First, it has been amazing to spend a week with the exceptionally bright and dedicated volunteers of the New Zealand Red Cross IT&T Emergency Response Unit (ERU). These people are all volunteers giving up their valuable time for training, and also for potential overseas deployment to help provide communications support for Red Cross activities anywhere in the world. This IT&T ERU is one of only five in the world, and the only one outside of Europe and the USA, which shows the calibre of the group.
To provide some context, the ERU is the team that deploys HF and VHF radio systems and satellite-backed internet access for other Red Cross teams. Thus, they are frequently working in areas with no available terrestrial communications infrastructure.
|Setting up the HF and VHF Radio Mast For the Emergency Operations Centre (EOC)|
The primary function of KiwiEx was to provide a simulated deployment exercise to aid team readiness for potential deployment.
Along side this, the secondary goal of the exercise was to test various new technologies to see if they would be helpful for the ERU, and possibly for other users within the New Zealand Red Cross and other Red Cross national societies.
The Serval Mesh was one of these new technologies being test-run at KiwiEx, with a focus on Serval Rhizome store-and-forward and the Serval MeshMS infrastructure-independent short message service, which is similar to SMS on cellular networks.
|Charging Phones Ready For Roll-Out|
This combination can also provide real-time tracking of people on the ground via the GPS receiver in the inReach unit. Keeping track of their personnel is very important for the Red Cross, not only to maximise their effectiveness, but also to keep their people safe.

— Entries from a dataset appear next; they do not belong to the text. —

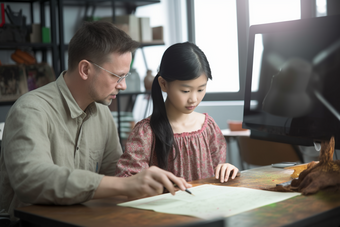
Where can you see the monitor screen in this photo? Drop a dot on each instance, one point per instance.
(292, 90)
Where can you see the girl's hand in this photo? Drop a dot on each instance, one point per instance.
(223, 170)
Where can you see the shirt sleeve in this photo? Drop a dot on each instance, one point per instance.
(218, 144)
(136, 156)
(32, 173)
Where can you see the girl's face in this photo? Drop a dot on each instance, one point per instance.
(184, 95)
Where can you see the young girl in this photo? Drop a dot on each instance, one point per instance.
(174, 137)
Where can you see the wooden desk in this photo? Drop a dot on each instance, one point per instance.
(298, 211)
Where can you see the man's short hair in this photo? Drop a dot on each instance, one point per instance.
(95, 41)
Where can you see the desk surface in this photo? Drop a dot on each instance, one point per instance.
(297, 211)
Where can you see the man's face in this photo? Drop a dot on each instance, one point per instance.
(104, 86)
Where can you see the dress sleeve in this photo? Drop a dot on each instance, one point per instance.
(136, 156)
(34, 176)
(218, 144)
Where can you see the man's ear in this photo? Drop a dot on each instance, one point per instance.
(163, 84)
(84, 69)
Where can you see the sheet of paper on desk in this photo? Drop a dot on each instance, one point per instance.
(210, 201)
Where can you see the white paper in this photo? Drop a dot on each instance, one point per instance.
(210, 201)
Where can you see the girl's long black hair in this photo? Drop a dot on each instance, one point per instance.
(181, 61)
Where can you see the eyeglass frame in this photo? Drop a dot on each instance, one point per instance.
(120, 77)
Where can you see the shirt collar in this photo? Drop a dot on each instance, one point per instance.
(71, 103)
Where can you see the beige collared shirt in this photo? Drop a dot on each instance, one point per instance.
(53, 152)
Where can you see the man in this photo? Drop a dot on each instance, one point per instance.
(60, 143)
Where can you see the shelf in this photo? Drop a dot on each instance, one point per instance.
(118, 3)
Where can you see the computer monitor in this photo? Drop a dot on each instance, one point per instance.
(292, 90)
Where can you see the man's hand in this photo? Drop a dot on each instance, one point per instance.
(148, 182)
(222, 172)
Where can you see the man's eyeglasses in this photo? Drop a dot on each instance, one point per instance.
(120, 77)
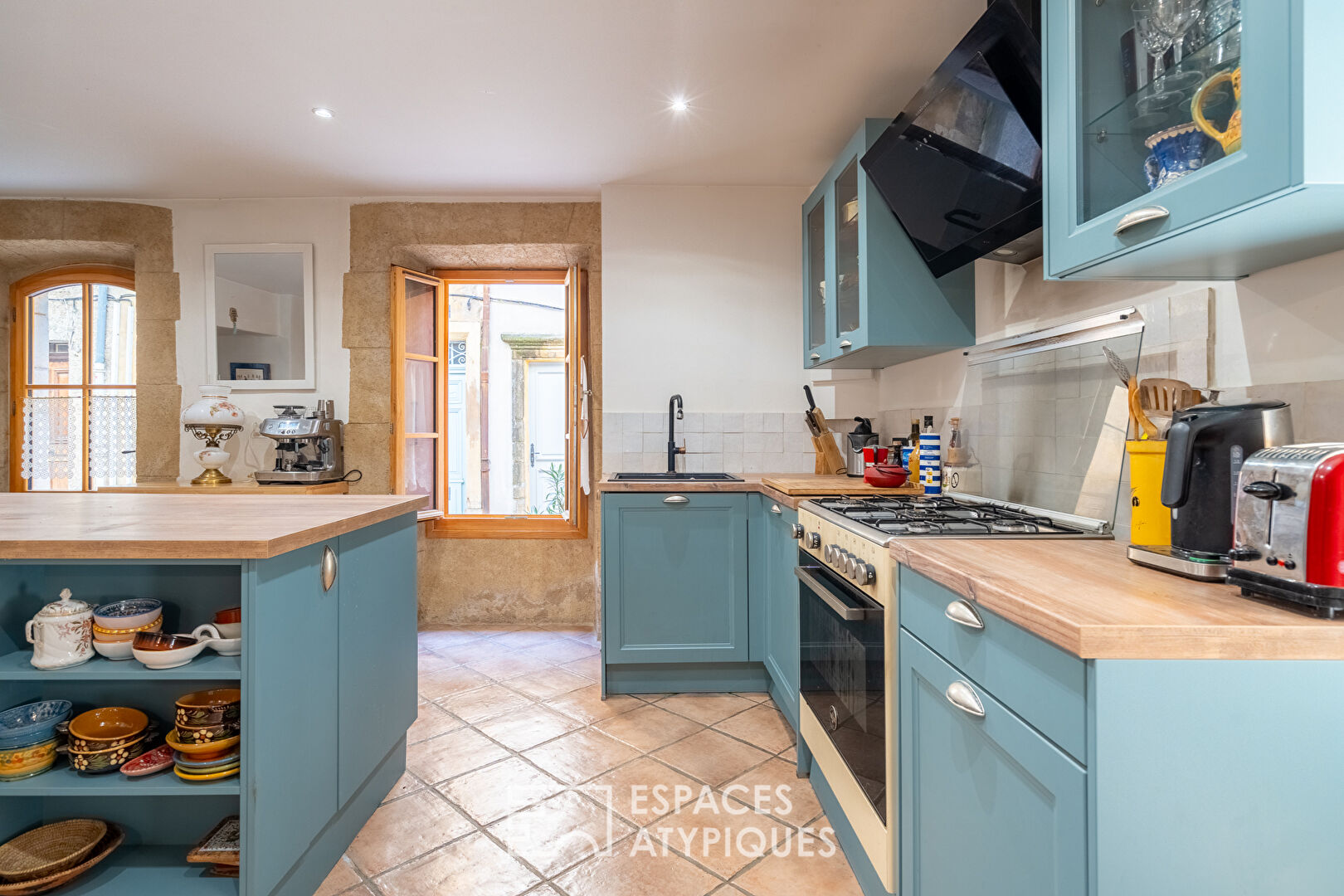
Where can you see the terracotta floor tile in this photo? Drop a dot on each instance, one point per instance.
(470, 867)
(343, 878)
(435, 685)
(503, 665)
(773, 787)
(587, 666)
(587, 704)
(431, 722)
(548, 683)
(528, 727)
(643, 790)
(711, 757)
(485, 703)
(562, 650)
(452, 754)
(403, 829)
(762, 727)
(581, 755)
(704, 709)
(491, 793)
(648, 727)
(721, 835)
(559, 832)
(800, 869)
(639, 874)
(407, 783)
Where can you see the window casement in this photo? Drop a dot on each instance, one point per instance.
(73, 379)
(488, 401)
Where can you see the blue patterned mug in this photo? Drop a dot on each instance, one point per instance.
(1175, 152)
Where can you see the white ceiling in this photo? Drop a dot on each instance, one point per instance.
(155, 100)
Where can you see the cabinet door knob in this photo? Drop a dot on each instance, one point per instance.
(329, 568)
(962, 696)
(1140, 217)
(964, 614)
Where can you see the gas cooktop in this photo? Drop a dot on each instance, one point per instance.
(880, 519)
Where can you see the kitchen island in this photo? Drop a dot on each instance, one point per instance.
(327, 589)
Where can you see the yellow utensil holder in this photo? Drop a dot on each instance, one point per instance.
(1151, 522)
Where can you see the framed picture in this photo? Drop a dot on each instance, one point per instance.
(249, 371)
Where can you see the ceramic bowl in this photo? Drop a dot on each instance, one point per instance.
(26, 762)
(214, 707)
(128, 614)
(105, 761)
(113, 649)
(32, 723)
(106, 728)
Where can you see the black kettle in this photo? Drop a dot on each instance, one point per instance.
(1205, 448)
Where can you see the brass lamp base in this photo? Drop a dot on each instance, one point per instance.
(212, 477)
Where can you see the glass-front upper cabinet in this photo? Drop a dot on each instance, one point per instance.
(1166, 119)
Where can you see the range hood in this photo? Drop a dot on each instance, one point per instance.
(962, 167)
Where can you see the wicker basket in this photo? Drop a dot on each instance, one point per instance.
(50, 850)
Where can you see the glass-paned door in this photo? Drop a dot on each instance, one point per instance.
(75, 427)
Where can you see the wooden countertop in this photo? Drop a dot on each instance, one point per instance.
(236, 486)
(785, 488)
(1088, 598)
(183, 527)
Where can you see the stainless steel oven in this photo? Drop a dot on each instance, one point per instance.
(843, 680)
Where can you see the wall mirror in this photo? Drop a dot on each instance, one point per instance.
(260, 314)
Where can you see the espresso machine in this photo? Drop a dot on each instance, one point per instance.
(308, 449)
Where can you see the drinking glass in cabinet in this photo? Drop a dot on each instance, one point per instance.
(1160, 95)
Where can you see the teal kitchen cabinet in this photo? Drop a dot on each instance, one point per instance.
(869, 301)
(675, 578)
(1273, 199)
(988, 805)
(774, 599)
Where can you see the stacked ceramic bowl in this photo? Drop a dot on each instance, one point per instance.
(105, 739)
(28, 738)
(116, 625)
(207, 735)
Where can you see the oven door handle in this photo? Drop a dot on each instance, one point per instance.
(840, 607)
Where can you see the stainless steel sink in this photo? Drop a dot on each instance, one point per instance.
(675, 477)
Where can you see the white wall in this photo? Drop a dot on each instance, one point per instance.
(700, 296)
(321, 222)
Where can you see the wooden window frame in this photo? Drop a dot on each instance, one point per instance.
(19, 347)
(489, 525)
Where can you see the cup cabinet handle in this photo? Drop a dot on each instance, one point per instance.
(964, 614)
(1140, 217)
(962, 696)
(329, 568)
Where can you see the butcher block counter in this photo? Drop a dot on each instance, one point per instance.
(182, 527)
(1088, 598)
(785, 488)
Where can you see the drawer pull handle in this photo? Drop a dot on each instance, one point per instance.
(1142, 217)
(964, 614)
(962, 696)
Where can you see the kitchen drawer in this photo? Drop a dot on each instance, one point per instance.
(1036, 680)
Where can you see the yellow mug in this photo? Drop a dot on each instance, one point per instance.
(1231, 139)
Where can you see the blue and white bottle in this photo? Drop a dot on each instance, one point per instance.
(930, 458)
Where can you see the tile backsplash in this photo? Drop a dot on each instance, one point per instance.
(714, 442)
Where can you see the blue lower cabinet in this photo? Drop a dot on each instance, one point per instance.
(986, 804)
(675, 578)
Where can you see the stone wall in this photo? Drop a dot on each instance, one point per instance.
(38, 234)
(466, 579)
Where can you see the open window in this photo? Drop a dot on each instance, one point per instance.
(488, 399)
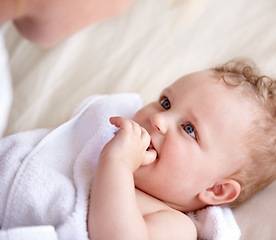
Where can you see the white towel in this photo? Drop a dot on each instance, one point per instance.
(5, 86)
(46, 175)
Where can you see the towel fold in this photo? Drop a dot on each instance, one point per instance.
(46, 175)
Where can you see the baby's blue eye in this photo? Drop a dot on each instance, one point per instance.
(188, 128)
(165, 103)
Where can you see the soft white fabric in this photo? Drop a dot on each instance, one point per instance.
(5, 86)
(46, 175)
(143, 51)
(215, 223)
(29, 233)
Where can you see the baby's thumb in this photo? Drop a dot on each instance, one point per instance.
(150, 156)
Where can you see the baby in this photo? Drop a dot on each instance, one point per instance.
(208, 140)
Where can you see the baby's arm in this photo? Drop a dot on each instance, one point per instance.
(114, 213)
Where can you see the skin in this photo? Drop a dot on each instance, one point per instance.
(174, 156)
(48, 22)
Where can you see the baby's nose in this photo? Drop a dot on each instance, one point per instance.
(159, 122)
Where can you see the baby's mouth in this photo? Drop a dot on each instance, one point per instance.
(151, 146)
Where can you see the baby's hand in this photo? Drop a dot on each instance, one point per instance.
(130, 144)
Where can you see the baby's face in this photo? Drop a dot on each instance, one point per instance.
(196, 128)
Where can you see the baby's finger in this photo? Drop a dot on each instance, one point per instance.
(145, 137)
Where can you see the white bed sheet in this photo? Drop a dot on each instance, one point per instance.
(144, 50)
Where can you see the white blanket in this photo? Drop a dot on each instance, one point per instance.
(46, 176)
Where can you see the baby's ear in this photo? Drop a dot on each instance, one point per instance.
(224, 191)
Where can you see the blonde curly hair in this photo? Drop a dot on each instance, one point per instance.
(261, 138)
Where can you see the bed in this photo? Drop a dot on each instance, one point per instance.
(143, 51)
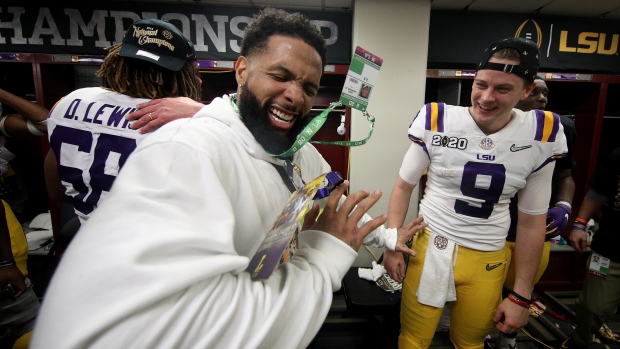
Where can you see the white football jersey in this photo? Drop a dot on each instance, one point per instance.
(91, 139)
(472, 176)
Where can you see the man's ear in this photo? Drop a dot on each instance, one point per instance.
(528, 89)
(241, 70)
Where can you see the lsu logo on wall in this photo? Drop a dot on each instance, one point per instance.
(586, 42)
(590, 42)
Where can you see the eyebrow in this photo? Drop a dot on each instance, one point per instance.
(290, 73)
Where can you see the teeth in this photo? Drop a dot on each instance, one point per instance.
(285, 118)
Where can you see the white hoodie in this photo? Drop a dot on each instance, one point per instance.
(160, 264)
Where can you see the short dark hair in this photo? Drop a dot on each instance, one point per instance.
(271, 21)
(527, 53)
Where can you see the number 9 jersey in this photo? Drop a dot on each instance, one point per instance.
(91, 140)
(472, 176)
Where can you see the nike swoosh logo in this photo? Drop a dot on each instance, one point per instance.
(491, 267)
(514, 148)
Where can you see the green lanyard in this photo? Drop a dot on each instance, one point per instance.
(313, 127)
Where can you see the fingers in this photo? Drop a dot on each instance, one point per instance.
(143, 110)
(406, 250)
(310, 217)
(393, 262)
(402, 270)
(358, 204)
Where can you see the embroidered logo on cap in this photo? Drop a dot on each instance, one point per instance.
(441, 242)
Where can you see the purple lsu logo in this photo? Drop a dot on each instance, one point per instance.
(485, 157)
(441, 242)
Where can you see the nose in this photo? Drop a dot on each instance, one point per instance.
(294, 93)
(487, 95)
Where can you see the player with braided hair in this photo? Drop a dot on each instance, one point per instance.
(90, 139)
(135, 79)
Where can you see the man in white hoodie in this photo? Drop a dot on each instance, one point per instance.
(161, 263)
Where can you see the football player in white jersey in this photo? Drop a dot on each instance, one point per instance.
(90, 139)
(477, 158)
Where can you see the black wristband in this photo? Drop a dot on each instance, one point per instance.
(521, 298)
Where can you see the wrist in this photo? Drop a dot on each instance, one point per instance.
(519, 300)
(564, 203)
(581, 220)
(7, 263)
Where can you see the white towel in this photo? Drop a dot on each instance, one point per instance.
(371, 274)
(437, 281)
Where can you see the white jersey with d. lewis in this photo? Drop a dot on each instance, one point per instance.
(91, 139)
(472, 176)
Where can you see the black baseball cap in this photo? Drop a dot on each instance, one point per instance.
(528, 53)
(158, 42)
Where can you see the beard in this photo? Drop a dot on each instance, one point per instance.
(256, 119)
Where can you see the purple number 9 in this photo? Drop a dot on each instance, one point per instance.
(490, 195)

The intention was to test if these various technologies (and combinations of them) were actually practical. In this regard, the tests were very successful: about 50 succinct data reports and a number of Serval MeshMS messages were pushed via inReach back to Kestrel's internet portal; more than 11,000 tracking points were obtained from more than a dozen phones allowing the reconstruction of team movements during the week; and more than 86MB of data was pushed around the mesh using Rhizome.
|The ERU Team Familarise Themselves With The Serval Mesh Phones|
|The KiwiEx Amenities Block|
|Serval Mesh Phone and inReach on Dash-Board Relaying Data via Iridium Satellite and Serval Rhizome|
|Sending a Message via Satellite In The Field|
|Boiling the billy, Kiwi style, in a Thermette.|
Similarly, when at the end of the exercise I wanted to collect all the photographs that various people had taken during the exercise and shared to the mesh, all I had to do was find any mesh phone, and copy the pictures, because they all had a copy of all of the photographs.
The early feedback from the ERU team has been very encouraging, and they have made many valuable suggestions to enable us to improve our software. Above all, their enthusiasm for what Serval will be able to do for them in the near future was a wonderful vindication of our approach of assuming no infrastructure, but using whatever infrastructure is available.